To the point where Saints Row: The Third is definitely not a game for the kids. Following on from the first two games you play the leader of the Third Street Saints but this time in the new location of Steelport. Where your fame has captured some unwanted attention.
You’re Going To need A Bigger Wardrobe.
Along with updated graphics, which includes tweaked lighting, environments and visual effects, this Remastered version includes ALL available DLC. And trust me when I say that there is a huge swag of extra cosmetics included with the DLC. True to Saints Row style you can dress up as almost anything, with some truly bizarre combinations to be had. I have always found too much in the the way of cosmetics a bit painful.

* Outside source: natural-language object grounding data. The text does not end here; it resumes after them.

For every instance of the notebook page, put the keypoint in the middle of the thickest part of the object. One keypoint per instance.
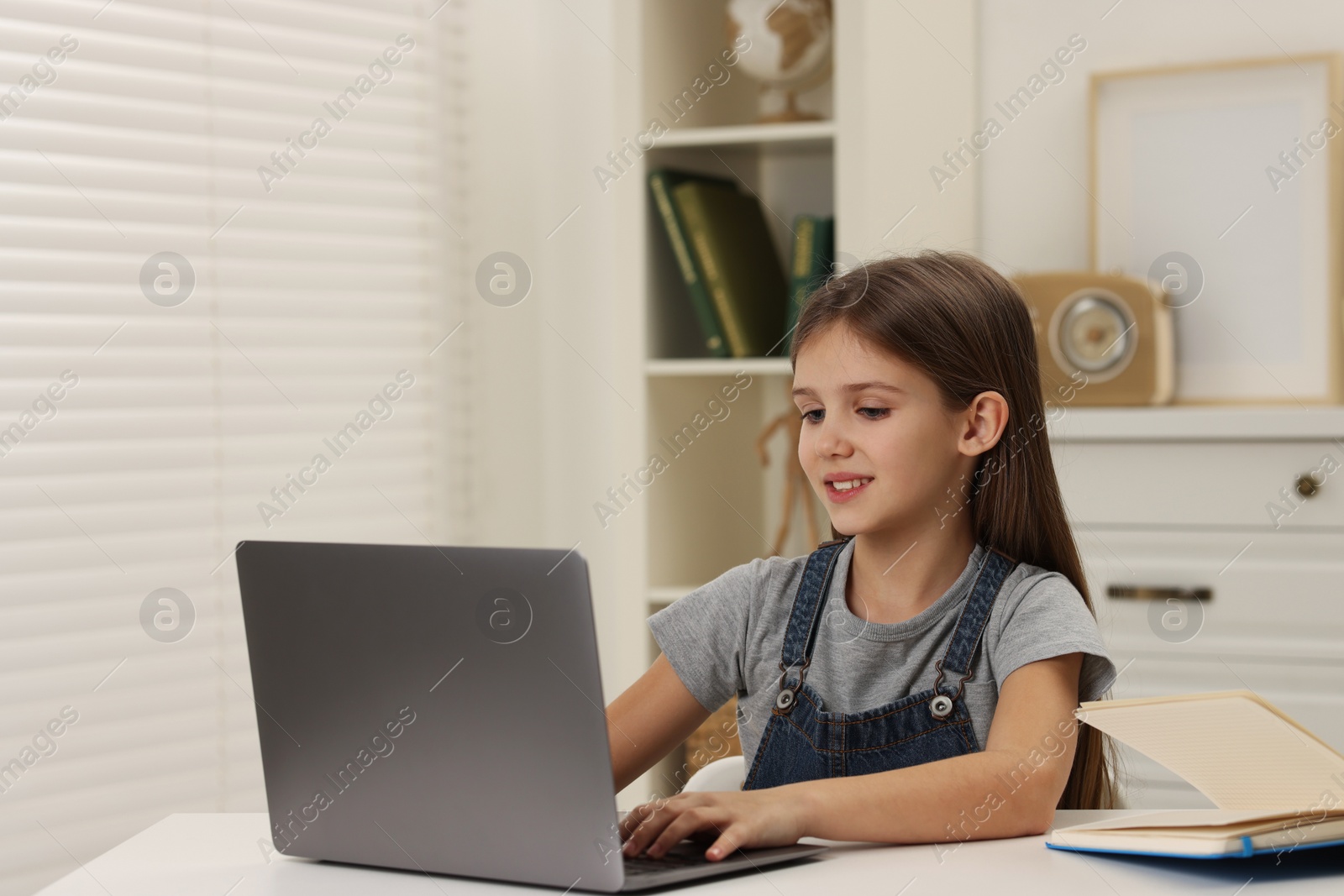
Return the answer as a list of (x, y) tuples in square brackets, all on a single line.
[(1230, 747)]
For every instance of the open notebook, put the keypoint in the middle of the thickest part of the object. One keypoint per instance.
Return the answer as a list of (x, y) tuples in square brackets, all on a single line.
[(1277, 786)]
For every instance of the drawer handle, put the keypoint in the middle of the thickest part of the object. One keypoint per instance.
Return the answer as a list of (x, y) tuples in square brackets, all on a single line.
[(1308, 484), (1147, 593)]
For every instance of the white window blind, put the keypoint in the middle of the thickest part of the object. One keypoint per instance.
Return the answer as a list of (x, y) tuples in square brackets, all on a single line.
[(144, 430)]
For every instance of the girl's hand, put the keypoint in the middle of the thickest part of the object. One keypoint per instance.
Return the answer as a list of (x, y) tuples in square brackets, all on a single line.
[(736, 819)]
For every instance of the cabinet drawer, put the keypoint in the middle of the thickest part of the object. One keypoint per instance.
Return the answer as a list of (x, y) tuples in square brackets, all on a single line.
[(1202, 484), (1272, 594)]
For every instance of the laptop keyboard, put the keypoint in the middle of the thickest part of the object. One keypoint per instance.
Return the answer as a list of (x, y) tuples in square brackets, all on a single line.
[(647, 864)]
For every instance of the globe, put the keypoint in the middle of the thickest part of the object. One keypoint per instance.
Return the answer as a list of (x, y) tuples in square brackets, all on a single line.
[(790, 47)]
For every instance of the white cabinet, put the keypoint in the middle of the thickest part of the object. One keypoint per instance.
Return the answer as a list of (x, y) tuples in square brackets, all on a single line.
[(1169, 504)]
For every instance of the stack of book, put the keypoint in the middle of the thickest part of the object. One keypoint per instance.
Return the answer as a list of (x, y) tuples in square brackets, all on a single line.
[(734, 282), (1277, 786)]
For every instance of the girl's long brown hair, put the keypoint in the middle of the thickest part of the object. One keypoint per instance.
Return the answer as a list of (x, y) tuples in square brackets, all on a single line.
[(968, 328)]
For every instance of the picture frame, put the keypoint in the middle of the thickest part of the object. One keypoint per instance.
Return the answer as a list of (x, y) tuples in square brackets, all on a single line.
[(1247, 238)]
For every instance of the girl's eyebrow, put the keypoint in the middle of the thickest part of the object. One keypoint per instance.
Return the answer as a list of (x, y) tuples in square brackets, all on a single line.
[(857, 387)]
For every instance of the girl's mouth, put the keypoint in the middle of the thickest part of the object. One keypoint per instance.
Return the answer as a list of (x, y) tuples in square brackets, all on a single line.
[(847, 490)]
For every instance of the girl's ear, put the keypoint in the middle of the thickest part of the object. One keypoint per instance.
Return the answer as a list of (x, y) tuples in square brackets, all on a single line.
[(984, 422)]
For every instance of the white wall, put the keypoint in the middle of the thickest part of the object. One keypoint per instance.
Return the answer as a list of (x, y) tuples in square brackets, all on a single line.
[(1034, 214), (555, 387)]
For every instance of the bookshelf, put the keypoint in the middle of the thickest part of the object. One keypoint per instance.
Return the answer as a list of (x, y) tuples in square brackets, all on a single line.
[(1169, 496), (716, 506)]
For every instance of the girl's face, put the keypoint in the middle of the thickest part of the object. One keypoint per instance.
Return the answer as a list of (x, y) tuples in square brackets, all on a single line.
[(877, 445)]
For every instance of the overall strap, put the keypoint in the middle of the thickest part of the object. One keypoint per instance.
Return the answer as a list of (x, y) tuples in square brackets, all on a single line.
[(801, 634), (971, 624)]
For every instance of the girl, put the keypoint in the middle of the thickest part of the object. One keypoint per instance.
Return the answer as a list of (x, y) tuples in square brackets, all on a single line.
[(914, 679)]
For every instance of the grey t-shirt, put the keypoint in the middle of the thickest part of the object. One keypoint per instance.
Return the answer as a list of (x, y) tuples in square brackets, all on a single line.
[(725, 638)]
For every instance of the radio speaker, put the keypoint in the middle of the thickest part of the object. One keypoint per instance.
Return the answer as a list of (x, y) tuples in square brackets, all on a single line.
[(1101, 338)]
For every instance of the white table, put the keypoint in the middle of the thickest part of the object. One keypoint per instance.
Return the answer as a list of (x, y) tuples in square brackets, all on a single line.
[(214, 855)]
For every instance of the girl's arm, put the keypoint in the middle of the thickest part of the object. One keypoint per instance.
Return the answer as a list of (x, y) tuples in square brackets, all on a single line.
[(648, 720), (1010, 789)]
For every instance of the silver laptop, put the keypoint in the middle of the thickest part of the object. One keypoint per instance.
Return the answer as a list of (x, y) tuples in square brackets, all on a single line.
[(440, 710)]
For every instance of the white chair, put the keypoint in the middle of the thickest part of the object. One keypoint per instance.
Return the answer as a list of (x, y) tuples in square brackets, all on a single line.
[(721, 774)]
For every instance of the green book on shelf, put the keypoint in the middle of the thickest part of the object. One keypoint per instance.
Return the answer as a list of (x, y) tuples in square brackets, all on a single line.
[(662, 181), (813, 253), (741, 266)]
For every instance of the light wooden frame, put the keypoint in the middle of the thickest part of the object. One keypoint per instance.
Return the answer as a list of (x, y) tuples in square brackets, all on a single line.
[(1326, 387)]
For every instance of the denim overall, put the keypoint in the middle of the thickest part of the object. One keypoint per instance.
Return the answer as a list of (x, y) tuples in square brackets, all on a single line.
[(803, 741)]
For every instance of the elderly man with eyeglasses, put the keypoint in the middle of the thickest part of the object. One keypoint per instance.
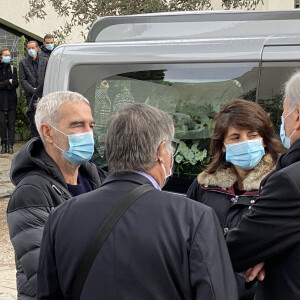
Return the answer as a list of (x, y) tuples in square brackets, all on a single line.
[(159, 246)]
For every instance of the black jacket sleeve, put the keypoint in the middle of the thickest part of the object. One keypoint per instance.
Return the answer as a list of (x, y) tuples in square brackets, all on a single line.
[(4, 85), (47, 266), (23, 79), (272, 225), (195, 192), (211, 272), (26, 225)]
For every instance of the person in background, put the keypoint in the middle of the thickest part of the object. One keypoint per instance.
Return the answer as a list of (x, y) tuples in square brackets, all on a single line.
[(244, 149), (48, 171), (163, 247), (32, 71), (8, 101), (47, 47), (270, 232)]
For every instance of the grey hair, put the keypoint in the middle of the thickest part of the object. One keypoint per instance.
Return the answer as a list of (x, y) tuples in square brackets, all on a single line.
[(133, 136), (292, 90), (48, 106)]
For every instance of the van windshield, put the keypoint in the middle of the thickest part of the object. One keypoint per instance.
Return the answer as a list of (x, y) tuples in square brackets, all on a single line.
[(192, 94)]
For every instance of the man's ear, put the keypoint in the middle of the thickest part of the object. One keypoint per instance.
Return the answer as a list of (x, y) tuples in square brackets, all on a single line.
[(161, 151), (297, 125), (47, 133)]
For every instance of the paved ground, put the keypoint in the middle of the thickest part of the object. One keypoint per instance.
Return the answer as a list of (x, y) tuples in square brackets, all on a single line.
[(7, 265)]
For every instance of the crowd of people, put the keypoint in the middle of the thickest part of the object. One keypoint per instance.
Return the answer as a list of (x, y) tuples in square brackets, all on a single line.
[(31, 77), (80, 232)]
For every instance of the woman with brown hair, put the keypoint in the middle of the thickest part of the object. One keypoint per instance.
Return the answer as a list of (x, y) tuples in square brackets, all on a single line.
[(244, 149)]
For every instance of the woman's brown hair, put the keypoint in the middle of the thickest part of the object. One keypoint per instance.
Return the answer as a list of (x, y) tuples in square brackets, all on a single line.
[(241, 114), (2, 50)]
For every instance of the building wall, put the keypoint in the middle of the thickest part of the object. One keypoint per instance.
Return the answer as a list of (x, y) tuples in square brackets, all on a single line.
[(13, 11)]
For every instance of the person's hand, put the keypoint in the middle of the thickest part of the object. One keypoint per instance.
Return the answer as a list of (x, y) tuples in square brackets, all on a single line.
[(104, 86), (256, 271)]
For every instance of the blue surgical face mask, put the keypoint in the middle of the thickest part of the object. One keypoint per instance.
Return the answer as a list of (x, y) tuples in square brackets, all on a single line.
[(286, 141), (245, 155), (49, 47), (31, 52), (6, 59), (81, 147)]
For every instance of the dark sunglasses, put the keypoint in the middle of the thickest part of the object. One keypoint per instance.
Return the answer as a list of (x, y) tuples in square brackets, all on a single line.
[(174, 147)]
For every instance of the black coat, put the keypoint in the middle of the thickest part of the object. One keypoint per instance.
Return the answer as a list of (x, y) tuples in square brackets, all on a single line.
[(40, 186), (30, 79), (270, 233), (8, 95), (44, 52), (164, 247), (217, 191)]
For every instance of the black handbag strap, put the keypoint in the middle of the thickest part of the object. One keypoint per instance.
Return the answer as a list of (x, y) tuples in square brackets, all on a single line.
[(100, 237)]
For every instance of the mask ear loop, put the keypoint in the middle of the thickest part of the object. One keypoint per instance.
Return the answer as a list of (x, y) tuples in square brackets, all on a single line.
[(63, 134)]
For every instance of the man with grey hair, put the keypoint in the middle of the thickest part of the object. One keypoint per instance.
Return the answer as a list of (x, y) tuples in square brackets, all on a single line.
[(270, 233), (46, 173), (164, 246)]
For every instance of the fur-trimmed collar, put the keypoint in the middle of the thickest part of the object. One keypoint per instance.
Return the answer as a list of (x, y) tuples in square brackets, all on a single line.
[(225, 178)]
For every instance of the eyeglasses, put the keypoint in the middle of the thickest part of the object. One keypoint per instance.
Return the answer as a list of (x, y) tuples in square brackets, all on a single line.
[(174, 147)]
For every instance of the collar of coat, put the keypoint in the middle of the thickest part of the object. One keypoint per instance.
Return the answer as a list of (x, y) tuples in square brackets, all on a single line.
[(225, 178)]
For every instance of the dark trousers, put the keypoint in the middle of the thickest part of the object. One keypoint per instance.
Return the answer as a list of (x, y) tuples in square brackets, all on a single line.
[(7, 126)]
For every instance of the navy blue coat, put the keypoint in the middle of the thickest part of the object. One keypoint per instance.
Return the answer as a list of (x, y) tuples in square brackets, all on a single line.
[(164, 247), (270, 232)]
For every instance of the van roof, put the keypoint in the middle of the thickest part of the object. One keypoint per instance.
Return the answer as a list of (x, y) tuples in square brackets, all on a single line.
[(195, 25)]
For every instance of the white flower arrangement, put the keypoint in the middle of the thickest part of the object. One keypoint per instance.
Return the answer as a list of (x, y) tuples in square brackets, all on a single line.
[(186, 157)]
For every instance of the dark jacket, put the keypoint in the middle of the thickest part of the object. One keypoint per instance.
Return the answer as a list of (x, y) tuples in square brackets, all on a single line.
[(270, 233), (44, 52), (30, 79), (164, 247), (217, 191), (40, 187), (8, 95)]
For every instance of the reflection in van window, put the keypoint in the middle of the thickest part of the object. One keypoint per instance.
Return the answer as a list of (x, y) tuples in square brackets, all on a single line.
[(191, 94)]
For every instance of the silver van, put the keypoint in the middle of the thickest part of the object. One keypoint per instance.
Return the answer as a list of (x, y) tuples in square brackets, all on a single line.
[(187, 64)]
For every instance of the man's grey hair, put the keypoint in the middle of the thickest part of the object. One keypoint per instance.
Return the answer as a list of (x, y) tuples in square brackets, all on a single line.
[(47, 107), (133, 136), (292, 91)]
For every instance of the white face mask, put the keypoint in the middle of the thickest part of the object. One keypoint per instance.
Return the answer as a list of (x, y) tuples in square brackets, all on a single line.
[(167, 177)]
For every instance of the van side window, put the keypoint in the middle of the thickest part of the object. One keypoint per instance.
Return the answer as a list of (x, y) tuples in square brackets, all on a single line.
[(192, 94), (271, 88)]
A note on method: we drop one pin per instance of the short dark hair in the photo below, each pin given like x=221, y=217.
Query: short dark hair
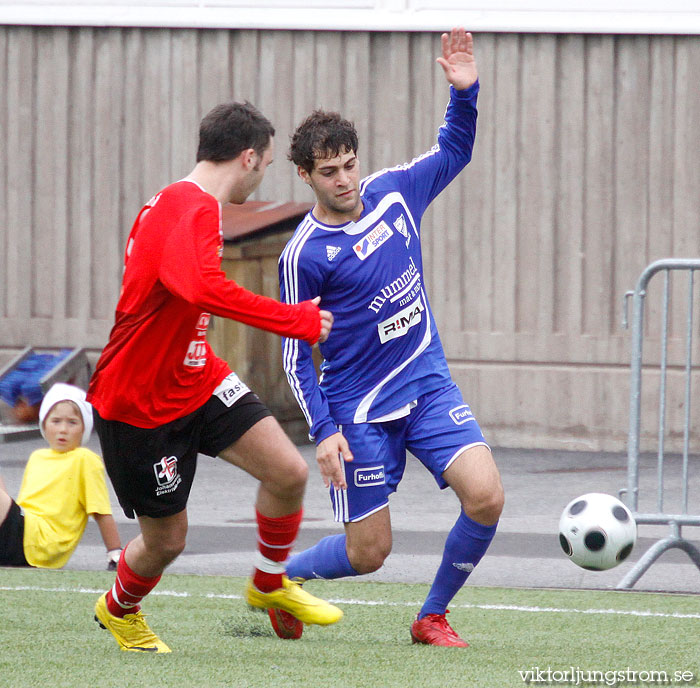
x=321, y=135
x=229, y=129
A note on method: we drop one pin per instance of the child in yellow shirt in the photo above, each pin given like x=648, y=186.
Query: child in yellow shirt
x=62, y=485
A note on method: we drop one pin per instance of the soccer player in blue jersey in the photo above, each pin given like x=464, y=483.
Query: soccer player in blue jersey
x=385, y=387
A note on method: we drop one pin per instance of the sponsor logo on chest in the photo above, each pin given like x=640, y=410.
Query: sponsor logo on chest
x=371, y=242
x=400, y=323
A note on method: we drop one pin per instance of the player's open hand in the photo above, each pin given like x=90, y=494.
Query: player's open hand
x=326, y=321
x=329, y=453
x=457, y=59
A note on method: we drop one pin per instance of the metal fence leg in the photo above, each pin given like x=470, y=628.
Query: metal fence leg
x=673, y=541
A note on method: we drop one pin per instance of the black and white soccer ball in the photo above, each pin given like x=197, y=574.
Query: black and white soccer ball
x=597, y=531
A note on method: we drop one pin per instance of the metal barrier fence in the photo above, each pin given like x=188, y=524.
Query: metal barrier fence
x=662, y=515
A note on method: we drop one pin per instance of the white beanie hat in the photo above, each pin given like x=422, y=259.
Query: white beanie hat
x=63, y=392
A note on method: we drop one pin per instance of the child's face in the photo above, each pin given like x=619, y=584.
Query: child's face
x=64, y=427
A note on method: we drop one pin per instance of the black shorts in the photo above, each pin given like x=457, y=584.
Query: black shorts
x=152, y=469
x=12, y=538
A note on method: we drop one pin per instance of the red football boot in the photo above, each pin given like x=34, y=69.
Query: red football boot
x=285, y=625
x=433, y=629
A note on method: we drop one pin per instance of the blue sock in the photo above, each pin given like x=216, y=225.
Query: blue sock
x=466, y=543
x=326, y=559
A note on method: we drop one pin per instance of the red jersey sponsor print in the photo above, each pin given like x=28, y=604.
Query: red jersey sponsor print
x=157, y=365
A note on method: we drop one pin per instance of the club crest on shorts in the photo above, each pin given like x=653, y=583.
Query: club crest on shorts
x=167, y=476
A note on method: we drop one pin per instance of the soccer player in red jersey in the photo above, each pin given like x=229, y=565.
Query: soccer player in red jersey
x=161, y=396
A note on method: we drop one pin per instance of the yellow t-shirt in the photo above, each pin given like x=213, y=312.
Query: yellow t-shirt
x=58, y=492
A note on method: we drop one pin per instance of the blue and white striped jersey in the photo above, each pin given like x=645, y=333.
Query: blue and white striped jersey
x=384, y=350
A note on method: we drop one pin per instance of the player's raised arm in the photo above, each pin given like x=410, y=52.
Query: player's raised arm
x=457, y=59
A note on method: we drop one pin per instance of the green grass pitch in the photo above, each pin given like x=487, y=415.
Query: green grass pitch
x=518, y=637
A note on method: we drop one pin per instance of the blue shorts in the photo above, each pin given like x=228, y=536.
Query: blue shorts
x=437, y=430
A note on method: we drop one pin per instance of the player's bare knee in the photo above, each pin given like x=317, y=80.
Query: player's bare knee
x=486, y=506
x=289, y=481
x=368, y=559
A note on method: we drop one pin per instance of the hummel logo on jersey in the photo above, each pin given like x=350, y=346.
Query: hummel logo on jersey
x=401, y=322
x=400, y=224
x=463, y=567
x=372, y=241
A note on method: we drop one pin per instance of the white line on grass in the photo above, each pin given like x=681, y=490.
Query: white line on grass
x=383, y=603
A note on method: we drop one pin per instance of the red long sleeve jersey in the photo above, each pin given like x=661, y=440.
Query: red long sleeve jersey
x=157, y=365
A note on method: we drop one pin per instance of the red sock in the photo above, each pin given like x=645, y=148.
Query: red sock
x=275, y=539
x=128, y=590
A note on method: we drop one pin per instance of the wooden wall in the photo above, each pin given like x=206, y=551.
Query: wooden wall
x=585, y=170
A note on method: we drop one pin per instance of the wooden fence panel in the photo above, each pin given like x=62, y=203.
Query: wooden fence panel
x=584, y=171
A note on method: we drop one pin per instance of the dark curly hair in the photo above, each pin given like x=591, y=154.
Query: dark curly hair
x=230, y=128
x=321, y=135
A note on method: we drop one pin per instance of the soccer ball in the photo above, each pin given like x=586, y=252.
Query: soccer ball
x=597, y=531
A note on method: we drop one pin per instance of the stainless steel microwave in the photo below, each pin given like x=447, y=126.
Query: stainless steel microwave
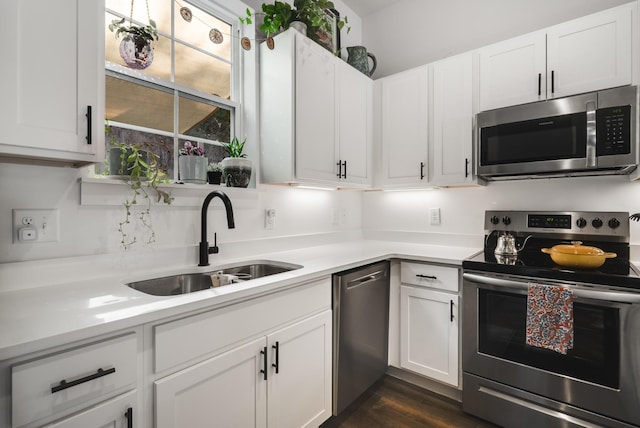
x=587, y=134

I have a compulsion to own it all but generally end up using a very basic get up. The three mission based DLC, Genkibowl VII, Gangstas in Space, and The Trouble with Clones, add even more over the top silliness and content to a game that already includes things like a big purple sex toy to use as a melee weapon.
Pimp My Tiger.
As an open world sandbox game you have free access to explore the city of Steelport at your leisure. Missions will come to you via your mobile phone and you can do them if you want. Or you can concentrate on taking out rival gang hubs, earning money and buying up businesses. All these actions will increase your influence in each area and give you more income to spend on guns and clothes. There is also the Auto, side to this Grand Theft Auto knock off. Cars, lots of cars. You can see the sights of Steelport from the comfort of a tiger shaped motorbike, or even a tank! And carjacking the locals and returning the vehicle to your garage will allow you to access it via your mobile phone.
In addition to the story based open world you also have access to Whored Mode (say it again think Gears of War). A wave based mode that sees you facing a set number of opposition with a predetermined weapon load out. This is all about a fast time and good score. Whored Mode is a nice distraction but is very shallow. One play through will be all you need to get the giggles and appreciate the humour, but you will be unlikely to go back for more. Although you can play Whored Mode with a mate so that may entice a revisit.
For many, riding on the coattails of a classic is something to be frowned upon. But taking a known successful formula and going a bit crazy with it, well you can’t argue with that. The Saints Row franchise has never hidden its roots, on the contrary, it has dyed them bright purple, and put on a g-string. Original ideas are becoming more and more rare so working with existing ones is far more common and when done right can be a good thing. Saints Row The Third is a solid piece of gaming aimed at the adult market. Even just running around with a giant dildo in hand brings a smile to my face. Whoever had to work on the movement physics for this must have had a ball!
We are in a very serious world at the moment. Take this piece of entertainment for what is meant for, to bring a smile and some escapism from real life.